その喜びも相まって、花蓮は瞬きを惜しむように長峰から借りたスケッチブックを鑑賞していた。美大出身者の画力はやはり凄いと舌を巻く。そんな姉の姿をしげしげと見ていた蓮実が、核心を突いた問いを投げかけた。
「お姉ちゃんは長峰さんのことが好きなの?」
スケッチブックから妹の顔に視線を移し、姉妹はしばらく視線を交わす。次の瞬間、花蓮の顔は見る見るうちに赤くなった。
「な、なにアンタ、急にそんなこと……」
「急じゃないでしょう。前からそうじゃないかなって思ってたし、最近お姉ちゃんそういう雰囲気出てるから、最終確認のつもりだったんだけど」
冷静な蓮実の答えに、花蓮はぎょっとした。
「雰囲気出てるって、どんな風に?」
「全身で好きって表現してる……ロミオが喜んで尻尾を振ってるようなカンジ」
ロミオとは、宮越家の愛犬である。
おそらく満一歳。ゴールデンレトリバーと雑種のハーフらしい。愛くるしい表情に家族中が癒されてるが、ペットに例えられるのは心外だ。

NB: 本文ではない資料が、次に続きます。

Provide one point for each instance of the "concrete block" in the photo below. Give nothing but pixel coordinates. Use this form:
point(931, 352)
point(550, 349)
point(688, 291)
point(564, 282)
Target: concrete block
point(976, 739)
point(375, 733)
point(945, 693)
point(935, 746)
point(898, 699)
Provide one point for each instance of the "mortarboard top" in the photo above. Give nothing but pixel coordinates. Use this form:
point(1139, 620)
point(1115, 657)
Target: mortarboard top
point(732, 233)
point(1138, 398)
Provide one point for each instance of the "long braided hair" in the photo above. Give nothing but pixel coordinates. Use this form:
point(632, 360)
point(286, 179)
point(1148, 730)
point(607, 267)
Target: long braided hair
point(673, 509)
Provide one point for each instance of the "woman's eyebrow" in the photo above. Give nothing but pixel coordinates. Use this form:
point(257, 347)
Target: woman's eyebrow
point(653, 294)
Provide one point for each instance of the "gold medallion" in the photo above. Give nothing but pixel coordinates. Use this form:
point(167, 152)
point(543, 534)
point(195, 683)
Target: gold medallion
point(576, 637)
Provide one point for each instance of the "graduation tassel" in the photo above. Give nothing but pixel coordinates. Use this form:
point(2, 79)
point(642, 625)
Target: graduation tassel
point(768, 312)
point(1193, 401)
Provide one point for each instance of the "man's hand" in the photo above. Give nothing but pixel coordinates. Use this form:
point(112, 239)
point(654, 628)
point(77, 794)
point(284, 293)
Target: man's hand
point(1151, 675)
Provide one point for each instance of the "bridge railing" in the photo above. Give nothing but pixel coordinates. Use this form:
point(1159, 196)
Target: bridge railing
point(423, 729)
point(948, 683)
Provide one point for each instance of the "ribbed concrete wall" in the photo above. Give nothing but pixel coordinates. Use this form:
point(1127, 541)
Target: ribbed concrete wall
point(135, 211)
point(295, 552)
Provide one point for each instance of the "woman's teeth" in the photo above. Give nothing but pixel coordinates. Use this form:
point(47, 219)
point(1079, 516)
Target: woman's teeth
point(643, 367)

あまりに勢いよく尻尾を振るので、人間の視点で見ればちぎれるのではないかと苦笑してしまう必死さである。
(アレが、私と同じ……まわりに、あんな風に見られてるってこと?)
それならば、すでに周囲にもバレているのでは――。
その可能性が過った瞬間、花蓮の背筋が凍った。
「もしかして、長峰さんにもバレてたりするのかな?」
「わからない……っていうか、お姉ちゃん、今あっさり認めたよね」
妹の容赦のないツッコミに、花蓮は言葉に詰まる。
この話題について姉妹で話し合うことになるとは思わなかった。普通両者の立場が逆である。
「たぶん、そうだと思うけど……これまで特別に好きなコもできたことないから実感が湧かないの!」
女子校なので構内の恋愛は夢のまた夢。中学時代にちがうクラスの男子から告白されたことはあったが、それに応じるほど花蓮の気持ちは動かなかったのだ。
今までにない感情が高まっても、自分に自信が持てずにいる。
しかし……
「好きって言葉が正しいかわからない。でも、長峰さんは特別なの……気づかないうちに、特別になっちゃってただけなんだ」
溜め込んでいた気持ちを、花蓮はついに言葉にしてしまった。